Magistrate Bernardo Velasco
Samaritans: Alan Koch & 2 Portland friends; Kathy Zweig and Lyn Norwakowski and friends; Sara Busey
Visitors: John Turnbull, English Professor from Northern Illinois University; Father Cory Brost leading 10 Catholic Viatorian college students; and 12 Ignatius College Program students.
Only 23 migrants today. Velasco sentenced them 8 at a time within 15 minutes for a total of 1375 days in prison at a cost to U.S. taxpayers of $224,595. Five were from Guatemala, one from Honduras and the rest from Mexico. Most crossed near Sasebe and Nogales. Two were dismissed to return to their countries because no translator was available for their language and one dismissed due to low comprehension.

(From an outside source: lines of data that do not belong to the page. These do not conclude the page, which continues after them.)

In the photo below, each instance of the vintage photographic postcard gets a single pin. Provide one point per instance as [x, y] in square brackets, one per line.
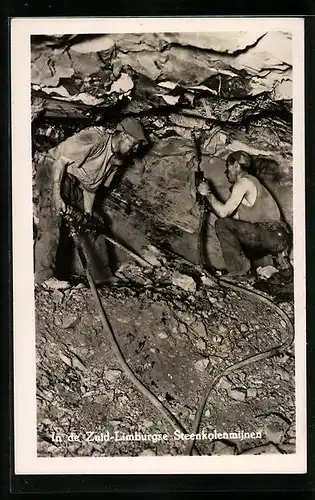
[158, 245]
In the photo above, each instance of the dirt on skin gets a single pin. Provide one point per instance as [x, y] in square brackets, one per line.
[175, 341]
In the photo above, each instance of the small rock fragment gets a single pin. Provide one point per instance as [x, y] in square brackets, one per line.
[65, 359]
[207, 282]
[288, 448]
[147, 453]
[223, 330]
[151, 258]
[274, 434]
[251, 393]
[200, 329]
[112, 375]
[183, 281]
[54, 284]
[284, 375]
[200, 344]
[266, 272]
[76, 363]
[57, 296]
[237, 394]
[220, 448]
[182, 328]
[225, 383]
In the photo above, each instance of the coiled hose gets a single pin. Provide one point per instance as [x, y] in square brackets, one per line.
[269, 353]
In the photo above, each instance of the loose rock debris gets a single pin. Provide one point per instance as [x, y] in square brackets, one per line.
[176, 341]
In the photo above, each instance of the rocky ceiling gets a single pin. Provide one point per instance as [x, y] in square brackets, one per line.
[234, 88]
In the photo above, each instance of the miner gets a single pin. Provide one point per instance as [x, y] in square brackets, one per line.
[249, 225]
[72, 174]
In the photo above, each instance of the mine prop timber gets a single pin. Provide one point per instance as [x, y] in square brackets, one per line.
[79, 222]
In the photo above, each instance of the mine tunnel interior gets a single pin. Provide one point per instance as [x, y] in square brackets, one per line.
[185, 88]
[175, 329]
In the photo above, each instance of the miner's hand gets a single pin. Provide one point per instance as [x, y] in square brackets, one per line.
[204, 189]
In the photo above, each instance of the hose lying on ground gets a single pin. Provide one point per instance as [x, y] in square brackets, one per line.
[273, 351]
[116, 349]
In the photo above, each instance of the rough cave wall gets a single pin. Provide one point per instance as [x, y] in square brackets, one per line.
[233, 89]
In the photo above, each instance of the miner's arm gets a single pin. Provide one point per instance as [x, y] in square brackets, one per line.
[88, 201]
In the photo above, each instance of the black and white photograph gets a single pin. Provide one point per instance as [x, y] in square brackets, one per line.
[158, 203]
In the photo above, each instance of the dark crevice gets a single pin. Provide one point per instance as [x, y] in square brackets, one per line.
[213, 51]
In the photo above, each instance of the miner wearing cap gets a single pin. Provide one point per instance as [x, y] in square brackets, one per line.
[72, 174]
[249, 225]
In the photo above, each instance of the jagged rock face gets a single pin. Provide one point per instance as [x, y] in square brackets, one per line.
[233, 89]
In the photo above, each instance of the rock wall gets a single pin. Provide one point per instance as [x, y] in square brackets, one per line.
[233, 89]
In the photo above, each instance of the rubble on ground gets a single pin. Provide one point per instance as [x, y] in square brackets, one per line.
[175, 340]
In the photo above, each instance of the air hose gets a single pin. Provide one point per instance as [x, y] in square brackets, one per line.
[269, 353]
[107, 328]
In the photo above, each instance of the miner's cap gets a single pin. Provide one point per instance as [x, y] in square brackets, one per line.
[134, 128]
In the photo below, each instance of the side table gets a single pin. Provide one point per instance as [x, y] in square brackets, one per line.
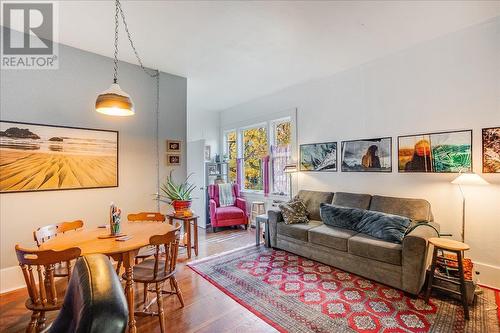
[187, 229]
[448, 245]
[258, 220]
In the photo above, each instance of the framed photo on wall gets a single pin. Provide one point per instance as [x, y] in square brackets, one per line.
[318, 157]
[208, 155]
[37, 157]
[441, 152]
[174, 146]
[173, 159]
[491, 150]
[367, 155]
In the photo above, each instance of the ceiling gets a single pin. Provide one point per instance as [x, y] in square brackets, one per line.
[233, 52]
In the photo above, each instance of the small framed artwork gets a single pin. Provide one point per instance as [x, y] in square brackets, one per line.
[318, 157]
[367, 155]
[441, 152]
[207, 153]
[491, 150]
[173, 159]
[174, 146]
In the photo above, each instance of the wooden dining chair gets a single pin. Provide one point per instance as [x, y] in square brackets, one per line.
[159, 270]
[43, 234]
[144, 252]
[38, 271]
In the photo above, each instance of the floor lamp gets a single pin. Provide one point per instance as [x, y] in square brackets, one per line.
[291, 169]
[467, 179]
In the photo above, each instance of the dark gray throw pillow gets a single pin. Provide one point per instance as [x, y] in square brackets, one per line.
[339, 216]
[388, 227]
[294, 212]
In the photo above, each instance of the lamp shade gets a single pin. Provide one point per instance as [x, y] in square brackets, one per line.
[469, 179]
[290, 168]
[114, 102]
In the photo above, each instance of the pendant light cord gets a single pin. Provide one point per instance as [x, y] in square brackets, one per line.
[151, 73]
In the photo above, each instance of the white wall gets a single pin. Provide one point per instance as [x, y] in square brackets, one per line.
[66, 97]
[204, 126]
[445, 84]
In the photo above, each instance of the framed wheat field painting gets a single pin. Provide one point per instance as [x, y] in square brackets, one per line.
[491, 150]
[368, 155]
[318, 157]
[36, 157]
[441, 152]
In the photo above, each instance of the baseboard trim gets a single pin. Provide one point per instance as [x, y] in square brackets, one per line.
[489, 275]
[11, 278]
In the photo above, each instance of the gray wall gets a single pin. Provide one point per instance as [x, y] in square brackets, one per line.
[449, 83]
[66, 97]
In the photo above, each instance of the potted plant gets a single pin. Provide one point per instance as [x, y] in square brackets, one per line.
[178, 195]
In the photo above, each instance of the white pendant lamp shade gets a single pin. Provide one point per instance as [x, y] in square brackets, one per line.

Velasco responded at length after court to some excellent questions posed by the students. Several focused on asylum, possibly because Brost works with asylum seekers in Chicago and Turnbull at NIU and previously Atlanta. Velasco defended prison time for those who arrive without papers between ports of entry because “they committed a crime,” but said their criminal conviction doesn’t negatively affect their later asylum request. He stressed asylum seekers need to present themselves at a port of entry.
According to the magistrate, prosecutorial discretion is utilized in the immigration process. In the field, the Border Patrol decides whether to deport, offer a voluntary return, or send a migrant to criminal court. And prior to an OS court session, the migrant’s lawyer and the federal prosecutor decide together the length of sentence to assign.
“OS is a good deal: six months in OS versus 24 to 120 months in a regular court room. And they have court appointed lawyers, which Americans do not have, “ Velasco said.
When asked about private prisons, Velasco mentioned that private prison employees can lobby Congress; public employees like him cannot.
“You may not like what you see at OS, but it is what our representatives gave us. It is legal.” He said the students should lobby their Congressional representatives for comprehensive immigration reform if they have problems with OS.
After the court session, OS lawyer Parris also spoke at length to some students. When asked if he was aware of a form that indicates a migrant’s request for asylum that can be included in their file, he dodged the question. He did say he has contacted the Florence Project to follow up on such migrants or has given them names of pro bono immigration lawyers to contact. He himself can’t afford to be one. He also said he had personally been threatened by anti-OS activists, which shouldn’t happen in a civil society.